Welcome to a SFL research seminar with speaker Mattias Gunnemyr at the University of Gothenburg. Mattias’ research focuses on ethical issues related to collective harm in finance.
Mattias Gunnemyr.
Mattias Gunnemyr.

Topic: The Climate Impact of Investments

Speaker: Mattias Gunnemyr

Date: February 13, 2026

Time: 13.00-14.00

Location: Teams, sign up here >

Organizer: Sustainable Finance Lab

ABSTRACT: Attributional metrics that allocate emissions to investors in proportion to ownership dominate sustainable finance. Yet they overstate investor climate impact by allocating emissions rather than identifying causal influence. Consequential metrics aim to avoid this by estimating the difference an investment makes to emissions. However, they underestimate impact whenever investor actions are overdetermined or pre-empted—a common feature of financial markets. We show that causal models of impact, including the Halpern–Pearl and NESS accounts, deliver more accurate verdicts in these cases and clarify the mechanisms through which investors affect corporate emissions. Applying two measures of degrees of causal contribution to a stylized oil company scenario, we compare the climate impact of divestment and voting. Engagement emerges as far more impactful than reallocating shares, something attributional metrics cannot capture. We outline implications for climate-oriented investment strategies.

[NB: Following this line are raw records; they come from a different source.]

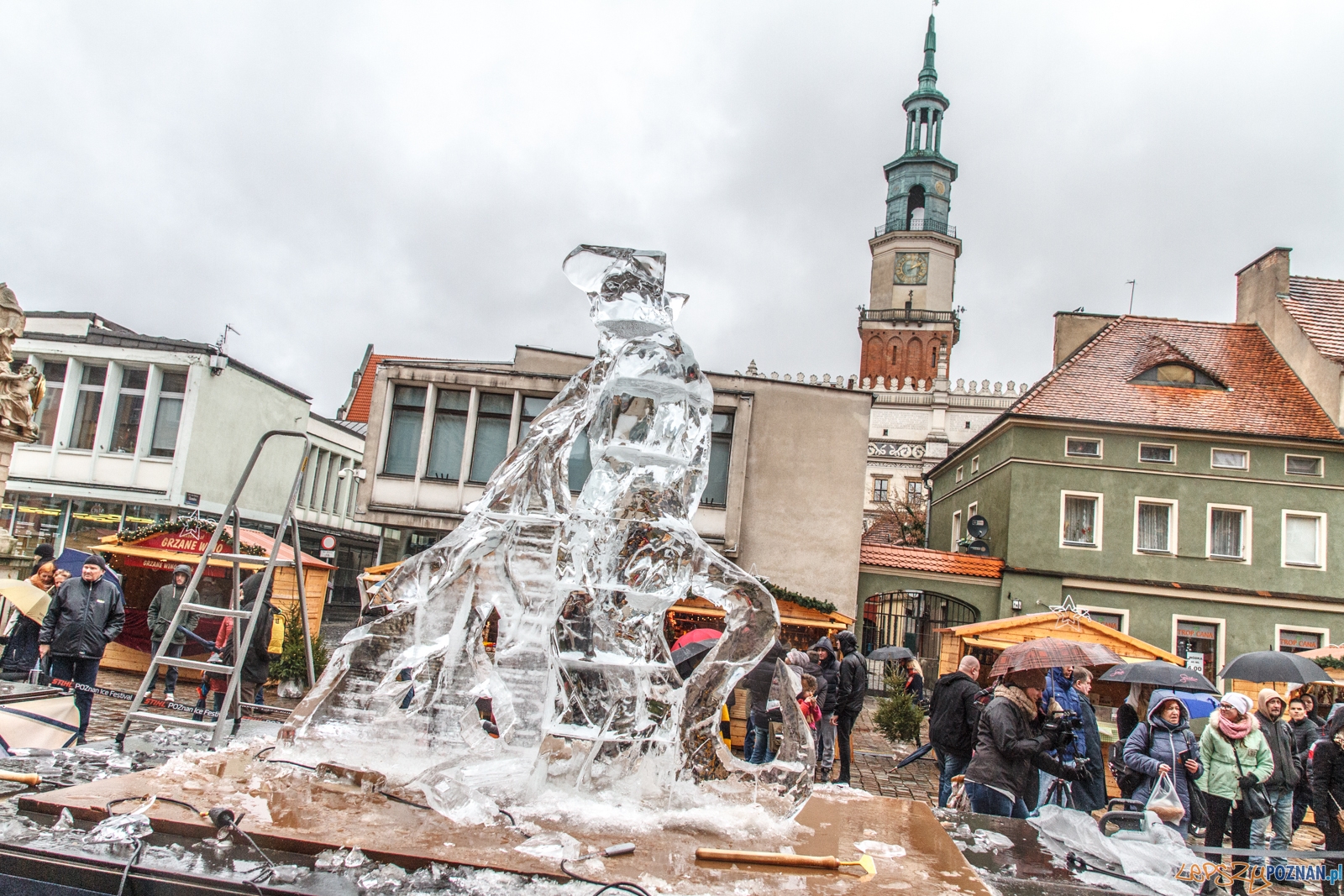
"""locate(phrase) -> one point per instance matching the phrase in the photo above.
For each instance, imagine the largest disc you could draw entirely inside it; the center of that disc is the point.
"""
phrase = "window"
(448, 437)
(1156, 453)
(1178, 375)
(87, 406)
(1230, 459)
(403, 430)
(580, 463)
(1304, 539)
(172, 391)
(1082, 448)
(1153, 527)
(131, 403)
(1227, 531)
(531, 407)
(1303, 465)
(721, 453)
(879, 490)
(1081, 517)
(1300, 640)
(492, 418)
(55, 374)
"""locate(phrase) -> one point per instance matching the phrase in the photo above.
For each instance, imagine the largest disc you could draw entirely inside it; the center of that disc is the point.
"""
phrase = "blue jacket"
(1144, 752)
(1061, 689)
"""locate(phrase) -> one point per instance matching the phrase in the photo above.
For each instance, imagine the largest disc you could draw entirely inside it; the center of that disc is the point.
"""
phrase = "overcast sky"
(329, 175)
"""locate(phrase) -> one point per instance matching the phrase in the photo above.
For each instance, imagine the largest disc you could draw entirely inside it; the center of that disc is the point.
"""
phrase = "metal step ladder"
(228, 519)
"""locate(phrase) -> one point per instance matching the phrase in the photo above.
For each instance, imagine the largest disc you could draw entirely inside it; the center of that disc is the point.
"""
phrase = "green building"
(1173, 479)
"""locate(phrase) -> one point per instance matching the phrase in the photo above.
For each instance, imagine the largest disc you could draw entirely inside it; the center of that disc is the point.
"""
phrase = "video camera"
(1061, 726)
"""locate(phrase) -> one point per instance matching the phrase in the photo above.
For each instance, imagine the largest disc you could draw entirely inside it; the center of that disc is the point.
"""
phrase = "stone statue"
(20, 391)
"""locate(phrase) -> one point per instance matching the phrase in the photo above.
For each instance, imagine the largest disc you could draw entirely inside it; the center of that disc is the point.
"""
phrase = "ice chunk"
(554, 846)
(120, 829)
(580, 694)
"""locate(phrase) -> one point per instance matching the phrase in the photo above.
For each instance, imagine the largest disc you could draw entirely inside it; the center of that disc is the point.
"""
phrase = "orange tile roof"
(900, 557)
(1317, 305)
(360, 403)
(1263, 396)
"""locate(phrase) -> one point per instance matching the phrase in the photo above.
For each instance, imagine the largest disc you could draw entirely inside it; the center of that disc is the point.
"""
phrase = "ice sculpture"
(581, 681)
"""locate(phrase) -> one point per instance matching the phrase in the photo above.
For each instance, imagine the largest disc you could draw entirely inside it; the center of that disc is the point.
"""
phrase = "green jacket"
(1221, 774)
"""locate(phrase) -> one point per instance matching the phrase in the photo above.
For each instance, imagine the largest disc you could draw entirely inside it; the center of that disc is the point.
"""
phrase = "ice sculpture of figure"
(582, 687)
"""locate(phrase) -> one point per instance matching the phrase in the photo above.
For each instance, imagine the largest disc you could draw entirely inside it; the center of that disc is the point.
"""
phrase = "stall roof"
(185, 548)
(1000, 633)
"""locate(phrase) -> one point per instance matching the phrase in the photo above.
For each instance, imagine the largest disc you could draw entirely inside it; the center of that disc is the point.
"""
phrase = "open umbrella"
(1273, 665)
(687, 658)
(696, 634)
(890, 654)
(1047, 653)
(1159, 672)
(29, 598)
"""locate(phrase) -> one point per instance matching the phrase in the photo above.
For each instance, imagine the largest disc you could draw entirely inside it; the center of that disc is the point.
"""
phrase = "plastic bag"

BIO: Mattias Gunnemyr is a researcher in the Financial Ethics group at the University of Gothenburg and an affiliated researcher at Sustainable Finance Lab. His work focuses on ethical issues related to collective harm in finance. He earned his Ph.D. in practical philosophy from Lund University in 2021, where his dissertation examined individual moral responsibility and blameworthiness in contexts such as greenhouse gas emissions. In addition to his research on collective harm, he has published on structural injustice, particularly Iris Marion Young’s social connection model, and is currently editing an anthology on the collective harm problem.